# New Litter last night



## Prairiechick (Feb 11, 2013)

I just had one of my Cali does kindle last night.  She had about 8 from the feel of things. I don't want to start pulling out to count for a couple of days or so.  I just feel around for any that are dead, but these all seem to be alive and well and wiggling.  The doe is about 3 1/2-year old.  She gave me some wonderful freezer fillers last summer.  I should probably breed them more often, but I don't need that many rabbits for myself and haven't found out yet if I could sell them if I raised more.  My kids show them in 4-H, so these will be Juniors for summer showing.  This same doe lost a litter on Christmas day when temps plummeted.  They all froze to death in the box.  I think the bedding was just too wet and that chilled them over the course of the day when it got so cold.  They are in an insulated but unheated garage.  It was too bad, but she bred back pretty easily.
I bred the other two does this week too, so we will see how many I end up with in a month, the one is a about 3-years old and she has good sized litters around 10-12.  The other is a first time momma who is just a year old.


----------



## SuburbanFarmChic (Feb 12, 2013)

Congrats on the litter and I hope you have better luck with this one.  I have  mine in outside cages so we're holding off breeding until mid-late March.


----------



## Prairiechick (Feb 12, 2013)

Thanks.  I did count them today since I was cleaning pans and sprucing up a bit, and she has 10!  She is a good doe and has some awesome offspring.  I have been wishing I would have saved back one of her bucks last fall, but I can probably get a good one out of this litter to hold back.
I will post pictures as they get older.  I just love watching my kits growing up.


----------



## sagewoman (Feb 14, 2013)

Congrats,  My NZ kindled kindled six days ago and gave my 8 new babies.
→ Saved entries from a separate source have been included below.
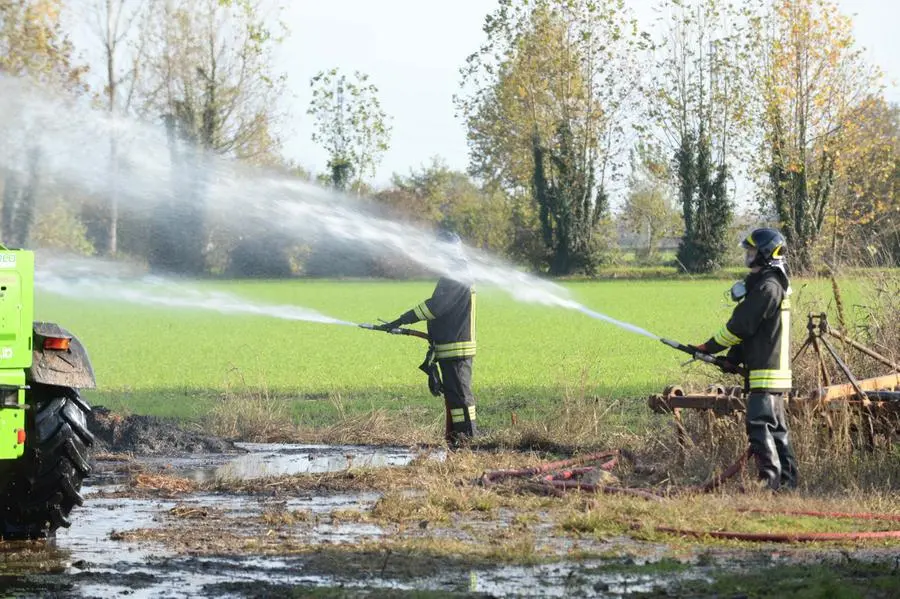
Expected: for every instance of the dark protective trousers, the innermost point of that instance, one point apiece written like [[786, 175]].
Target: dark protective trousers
[[459, 401], [769, 442]]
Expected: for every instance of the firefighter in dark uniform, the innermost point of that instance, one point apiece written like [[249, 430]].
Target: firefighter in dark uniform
[[758, 336], [450, 314]]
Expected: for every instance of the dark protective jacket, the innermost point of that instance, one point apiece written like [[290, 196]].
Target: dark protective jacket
[[450, 312], [759, 332]]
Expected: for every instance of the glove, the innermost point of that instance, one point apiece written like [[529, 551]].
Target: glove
[[389, 326], [726, 366]]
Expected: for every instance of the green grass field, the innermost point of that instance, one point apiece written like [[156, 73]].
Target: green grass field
[[177, 361]]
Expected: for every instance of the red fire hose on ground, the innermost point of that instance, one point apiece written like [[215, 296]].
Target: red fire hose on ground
[[554, 478]]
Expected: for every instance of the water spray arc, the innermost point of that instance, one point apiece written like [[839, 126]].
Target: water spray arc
[[78, 137]]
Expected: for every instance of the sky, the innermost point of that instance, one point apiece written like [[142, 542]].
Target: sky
[[413, 49]]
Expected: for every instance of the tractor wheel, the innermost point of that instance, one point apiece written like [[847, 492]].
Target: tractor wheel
[[44, 485]]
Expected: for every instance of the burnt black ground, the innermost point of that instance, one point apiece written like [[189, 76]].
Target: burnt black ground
[[149, 435]]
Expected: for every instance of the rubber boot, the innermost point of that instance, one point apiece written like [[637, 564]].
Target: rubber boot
[[761, 423], [782, 440]]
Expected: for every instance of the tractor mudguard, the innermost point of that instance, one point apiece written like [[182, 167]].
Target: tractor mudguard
[[64, 368]]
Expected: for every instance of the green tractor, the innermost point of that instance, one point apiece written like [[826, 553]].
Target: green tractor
[[44, 437]]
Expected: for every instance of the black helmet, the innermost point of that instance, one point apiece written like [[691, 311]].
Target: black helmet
[[768, 243]]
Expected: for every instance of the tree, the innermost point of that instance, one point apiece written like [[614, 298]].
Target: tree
[[112, 24], [699, 110], [350, 125], [814, 79], [648, 211], [207, 72], [441, 197], [33, 46], [544, 105], [864, 222]]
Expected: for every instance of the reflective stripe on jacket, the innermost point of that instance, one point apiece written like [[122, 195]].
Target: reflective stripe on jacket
[[450, 314], [759, 333]]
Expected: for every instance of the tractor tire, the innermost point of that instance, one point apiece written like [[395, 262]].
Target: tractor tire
[[45, 483]]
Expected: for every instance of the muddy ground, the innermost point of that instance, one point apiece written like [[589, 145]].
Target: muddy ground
[[171, 512]]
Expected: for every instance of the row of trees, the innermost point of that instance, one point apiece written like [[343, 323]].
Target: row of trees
[[567, 104]]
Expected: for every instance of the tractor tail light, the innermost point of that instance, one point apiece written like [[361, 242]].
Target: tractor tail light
[[57, 343]]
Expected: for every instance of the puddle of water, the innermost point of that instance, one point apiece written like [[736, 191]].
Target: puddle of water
[[96, 566], [565, 580], [262, 460], [88, 539]]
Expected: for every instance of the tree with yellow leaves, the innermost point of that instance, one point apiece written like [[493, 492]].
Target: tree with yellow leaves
[[32, 46], [813, 82]]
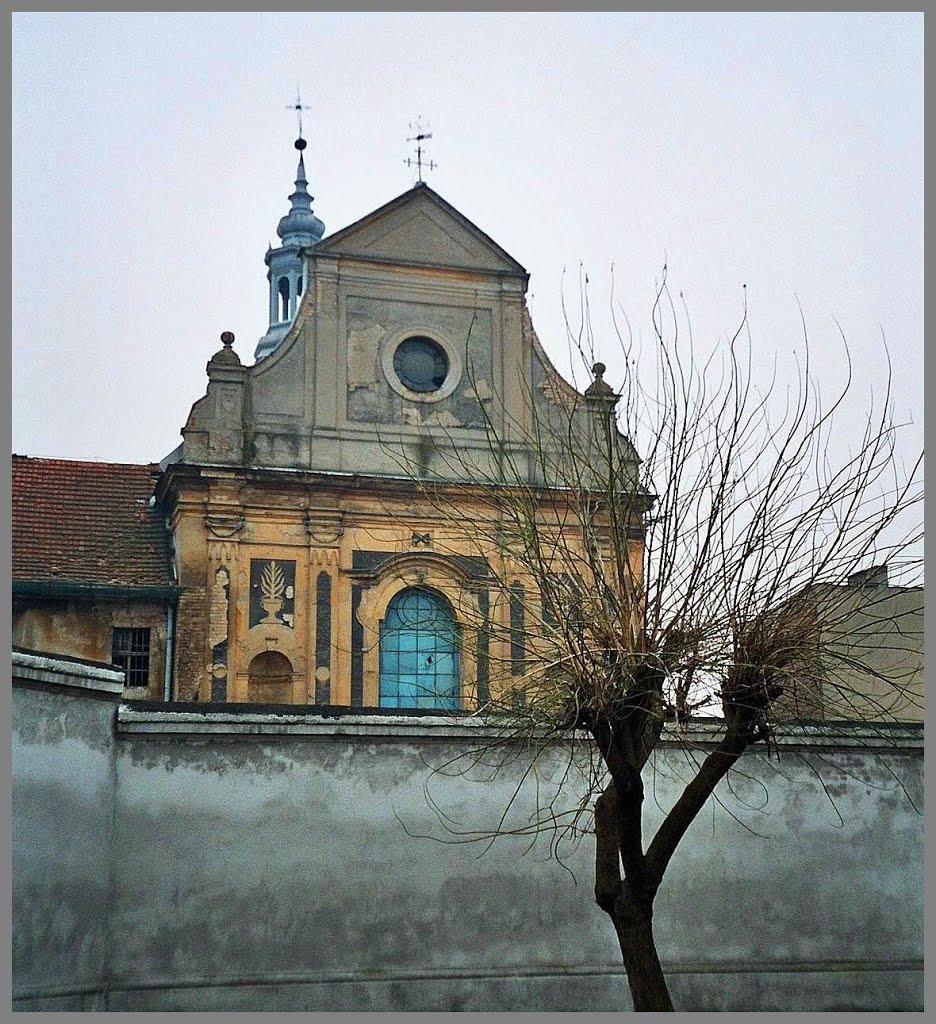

My other doe kindled five weeks ago and gave also gave me 8. Two from that litter were dead and one managed to escape the cage at two weeks and unfortuneatly froze.  Good luck.


----------



## Prairiechick (Feb 24, 2013)

Here they are with their eyes opening.


----------



## alsea1 (Feb 24, 2013)

sooo cute.


----------



## KS Homesteader (Mar 2, 2013)

Thanks for the photo - always nice to see other folks' animals and setups.  Congrats and best of luck to you!


----------



## Prairiechick (Mar 4, 2013)

Thanks.  They are getting big --- fast!
They freaked me out a bit when I saw they were gettiing gray!  These are pure Cals, but I talked to the breeder I got the parents from and they said it will molt out when they start getting their more grown up fur in.  Does anyone else have comments on smut color in baby Cals?


----------



## Bunnylady (Mar 4, 2013)

The gene that causes the Californian's signature pattern of a white rabbit with red eyes and dark points is called the Himilayan gene (from the Himilayan rabbit breed, which also only comes in this pattern). The expression of the Himi gene is a little bit weird, in that it is temperature dependent. Dark pigment only gets deposited in the hair as it grows when the skin temperature is a bit on the cool side (sorry, I don't know the actual temperature required). Because the rabbit's extremities are cooler than its body, you usually only see the dark pigment there, though sometimes a Cali doe will get dark patches on her dewlap when her skin cools after she pulls fur for a nest. Himi patterned kits that get a little cool in the nest will develop pigment in the part of their hair that was growing at the time that they were cool, which can produce such heavy ticking or banding that they may look a little like Chinchillas!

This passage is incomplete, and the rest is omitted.